Over the course of the day a dialogue was created with students from all disciplines. This sparked a variety of questions on the topic of physiology; what is a heart attack? What happens to the proteins within your heart during heart failure? The event even led to one student exclaiming that “microscopes are so cool”, with another stating “I learned how much I need to take care of my body”.
Many thanks to The Physiological Society who funded and supported this event – now to start planning the next one!

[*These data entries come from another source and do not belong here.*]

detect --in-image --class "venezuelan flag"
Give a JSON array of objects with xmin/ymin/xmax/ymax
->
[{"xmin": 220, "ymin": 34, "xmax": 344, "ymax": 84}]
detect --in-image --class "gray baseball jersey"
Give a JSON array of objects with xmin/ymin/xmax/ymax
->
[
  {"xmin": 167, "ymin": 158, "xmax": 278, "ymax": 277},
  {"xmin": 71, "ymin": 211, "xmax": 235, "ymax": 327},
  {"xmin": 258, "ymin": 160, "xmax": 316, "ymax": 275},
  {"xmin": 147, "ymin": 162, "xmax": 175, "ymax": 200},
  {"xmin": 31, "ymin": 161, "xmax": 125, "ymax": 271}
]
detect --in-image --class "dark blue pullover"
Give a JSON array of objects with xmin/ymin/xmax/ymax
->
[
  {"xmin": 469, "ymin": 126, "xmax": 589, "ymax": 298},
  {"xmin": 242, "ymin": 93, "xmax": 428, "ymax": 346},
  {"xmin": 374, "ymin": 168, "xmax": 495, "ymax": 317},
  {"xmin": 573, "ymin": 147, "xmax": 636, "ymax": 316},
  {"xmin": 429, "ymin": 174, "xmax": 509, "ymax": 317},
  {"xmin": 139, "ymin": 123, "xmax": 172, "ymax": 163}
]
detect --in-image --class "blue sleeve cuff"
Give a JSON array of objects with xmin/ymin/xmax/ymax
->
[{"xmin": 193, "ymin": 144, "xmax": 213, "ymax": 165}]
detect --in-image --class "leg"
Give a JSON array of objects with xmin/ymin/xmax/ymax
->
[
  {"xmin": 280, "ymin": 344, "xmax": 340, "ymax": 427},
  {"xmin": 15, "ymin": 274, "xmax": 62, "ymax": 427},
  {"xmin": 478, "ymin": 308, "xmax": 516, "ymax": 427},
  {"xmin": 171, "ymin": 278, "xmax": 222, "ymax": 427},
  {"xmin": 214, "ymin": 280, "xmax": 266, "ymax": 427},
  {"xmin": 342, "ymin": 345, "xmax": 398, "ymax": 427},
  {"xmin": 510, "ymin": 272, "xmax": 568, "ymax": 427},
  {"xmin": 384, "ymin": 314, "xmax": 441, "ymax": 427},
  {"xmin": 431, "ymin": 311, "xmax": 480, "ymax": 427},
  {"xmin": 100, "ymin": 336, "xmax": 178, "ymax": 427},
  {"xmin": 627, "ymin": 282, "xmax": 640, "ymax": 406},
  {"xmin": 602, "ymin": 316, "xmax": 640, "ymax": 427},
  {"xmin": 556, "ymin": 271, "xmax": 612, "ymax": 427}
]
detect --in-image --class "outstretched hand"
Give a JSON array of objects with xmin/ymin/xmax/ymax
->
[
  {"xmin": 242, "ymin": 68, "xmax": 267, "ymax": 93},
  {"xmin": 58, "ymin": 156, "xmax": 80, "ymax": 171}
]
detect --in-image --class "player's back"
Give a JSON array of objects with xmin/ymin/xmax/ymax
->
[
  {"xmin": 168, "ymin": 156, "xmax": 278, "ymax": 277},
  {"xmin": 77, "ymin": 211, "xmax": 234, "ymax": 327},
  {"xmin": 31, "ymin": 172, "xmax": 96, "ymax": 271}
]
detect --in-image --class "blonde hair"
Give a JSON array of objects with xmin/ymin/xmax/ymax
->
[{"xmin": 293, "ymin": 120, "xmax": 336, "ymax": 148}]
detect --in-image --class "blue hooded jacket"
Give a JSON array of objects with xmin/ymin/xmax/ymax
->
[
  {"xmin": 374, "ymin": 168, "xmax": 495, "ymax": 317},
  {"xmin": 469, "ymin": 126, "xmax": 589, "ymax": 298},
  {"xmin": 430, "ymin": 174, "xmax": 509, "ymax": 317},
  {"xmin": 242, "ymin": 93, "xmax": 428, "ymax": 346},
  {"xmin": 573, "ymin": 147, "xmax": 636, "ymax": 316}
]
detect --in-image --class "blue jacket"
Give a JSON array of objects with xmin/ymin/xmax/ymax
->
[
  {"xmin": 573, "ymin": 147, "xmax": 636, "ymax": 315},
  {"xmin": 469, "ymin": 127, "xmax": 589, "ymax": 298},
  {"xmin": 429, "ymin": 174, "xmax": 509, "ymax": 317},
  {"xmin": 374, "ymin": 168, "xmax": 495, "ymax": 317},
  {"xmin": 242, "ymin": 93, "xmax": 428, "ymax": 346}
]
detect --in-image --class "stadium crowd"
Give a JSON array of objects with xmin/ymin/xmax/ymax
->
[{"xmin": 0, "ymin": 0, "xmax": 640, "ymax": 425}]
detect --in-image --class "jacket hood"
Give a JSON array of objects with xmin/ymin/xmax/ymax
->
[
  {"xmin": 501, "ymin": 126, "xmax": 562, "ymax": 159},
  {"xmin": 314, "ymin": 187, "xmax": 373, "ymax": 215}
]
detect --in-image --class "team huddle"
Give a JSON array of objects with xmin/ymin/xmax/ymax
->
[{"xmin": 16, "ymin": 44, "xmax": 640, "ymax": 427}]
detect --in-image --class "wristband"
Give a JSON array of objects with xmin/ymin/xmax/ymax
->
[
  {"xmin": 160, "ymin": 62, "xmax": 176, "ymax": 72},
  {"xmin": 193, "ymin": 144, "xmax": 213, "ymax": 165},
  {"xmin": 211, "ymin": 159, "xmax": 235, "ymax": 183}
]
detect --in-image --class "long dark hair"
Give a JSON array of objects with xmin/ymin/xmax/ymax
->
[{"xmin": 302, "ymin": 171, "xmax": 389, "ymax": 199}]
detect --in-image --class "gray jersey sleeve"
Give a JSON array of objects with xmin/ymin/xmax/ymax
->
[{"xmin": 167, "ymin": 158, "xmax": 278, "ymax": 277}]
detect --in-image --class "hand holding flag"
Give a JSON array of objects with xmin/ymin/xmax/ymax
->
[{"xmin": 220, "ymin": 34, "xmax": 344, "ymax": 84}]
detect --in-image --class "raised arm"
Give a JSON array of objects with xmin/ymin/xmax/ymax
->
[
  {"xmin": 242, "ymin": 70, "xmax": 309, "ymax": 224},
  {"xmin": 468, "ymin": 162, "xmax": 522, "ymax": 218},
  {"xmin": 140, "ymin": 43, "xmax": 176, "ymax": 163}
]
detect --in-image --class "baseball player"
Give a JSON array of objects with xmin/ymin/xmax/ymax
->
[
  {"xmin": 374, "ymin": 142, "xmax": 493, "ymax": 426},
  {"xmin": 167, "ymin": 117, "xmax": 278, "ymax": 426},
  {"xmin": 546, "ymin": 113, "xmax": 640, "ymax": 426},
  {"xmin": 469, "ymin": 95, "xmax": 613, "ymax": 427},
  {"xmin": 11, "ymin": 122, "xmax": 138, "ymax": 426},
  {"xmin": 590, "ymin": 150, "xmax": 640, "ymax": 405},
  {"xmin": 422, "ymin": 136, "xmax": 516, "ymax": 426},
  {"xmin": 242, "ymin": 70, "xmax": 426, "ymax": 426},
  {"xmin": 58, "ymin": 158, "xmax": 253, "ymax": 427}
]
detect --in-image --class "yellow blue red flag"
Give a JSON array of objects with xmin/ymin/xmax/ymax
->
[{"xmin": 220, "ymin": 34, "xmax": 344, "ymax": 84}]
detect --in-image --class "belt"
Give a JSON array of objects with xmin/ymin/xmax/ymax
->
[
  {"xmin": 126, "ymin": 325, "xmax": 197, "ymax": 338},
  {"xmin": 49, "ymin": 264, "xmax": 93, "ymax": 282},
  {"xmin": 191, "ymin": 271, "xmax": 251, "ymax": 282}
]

In June 2018 Miriam attended a Public Engagement Training Day which was run by The Physiological Society. Building upon the skills learnt at this event Miriam gained funding from the Society to organise and run an event at The University of Leeds to promote Physiology Friday. Her reflections upon this training day can be read on Page 47 in the Winter 2018 Issue of Physiology News which can be accessed here.
In October 2018 I flew across the world to the laboratory of Dr David Crossman at the University of Auckland in New Zealand. The goal: to study pathological remodelling in human heart biopsies from patients with idiopathic dilated cardiomyopathy (IDCM), using the super-resolution imaging technique expansion microscopy (ExM).
Our interest lies in seeing whether nanodomain remodelling observed in a rat model of heart failure in Leeds, including reorganisation of the internal calcium compartments and functional modification to calcium-handling proteins, is also present in end-stage human heart failure. Understanding the mechanisms of remodelling is one of the first steps towards investigating whether they can be targeted for preventative therapies.
ExM is novel imaging technique, enabling super-resolution imaging by spatially separating fluorophores within a swellable hydrogel. The compatibility of ExM gels with standard microscopes enables greater imaging depth and improved axial resolution over competing super-resolution techniques. ExM therefore provides a practical tool to observe remodelling within dyadic calcium release clusters. I was responsible for starting ExM experiments from scratch in a new lab across the world, requiring efficient independent work to obtain meaningful data in the space of just 4 weeks.
It was fantastic to take this journey and work in a laboratory that is home to a strong consortium of leading cardiovascular researchers. In my final week I gave a 30-minute seminar, in which I presented work to the physiology department and the wider bio-imaging facility. This allowed me to reach an international audience and receive valuable feedback on the progression of my research.
Many thanks to the MRC and DiMeN flexible fund grant which made this trip possible, and special thanks to David Crossman for welcoming me into his lab.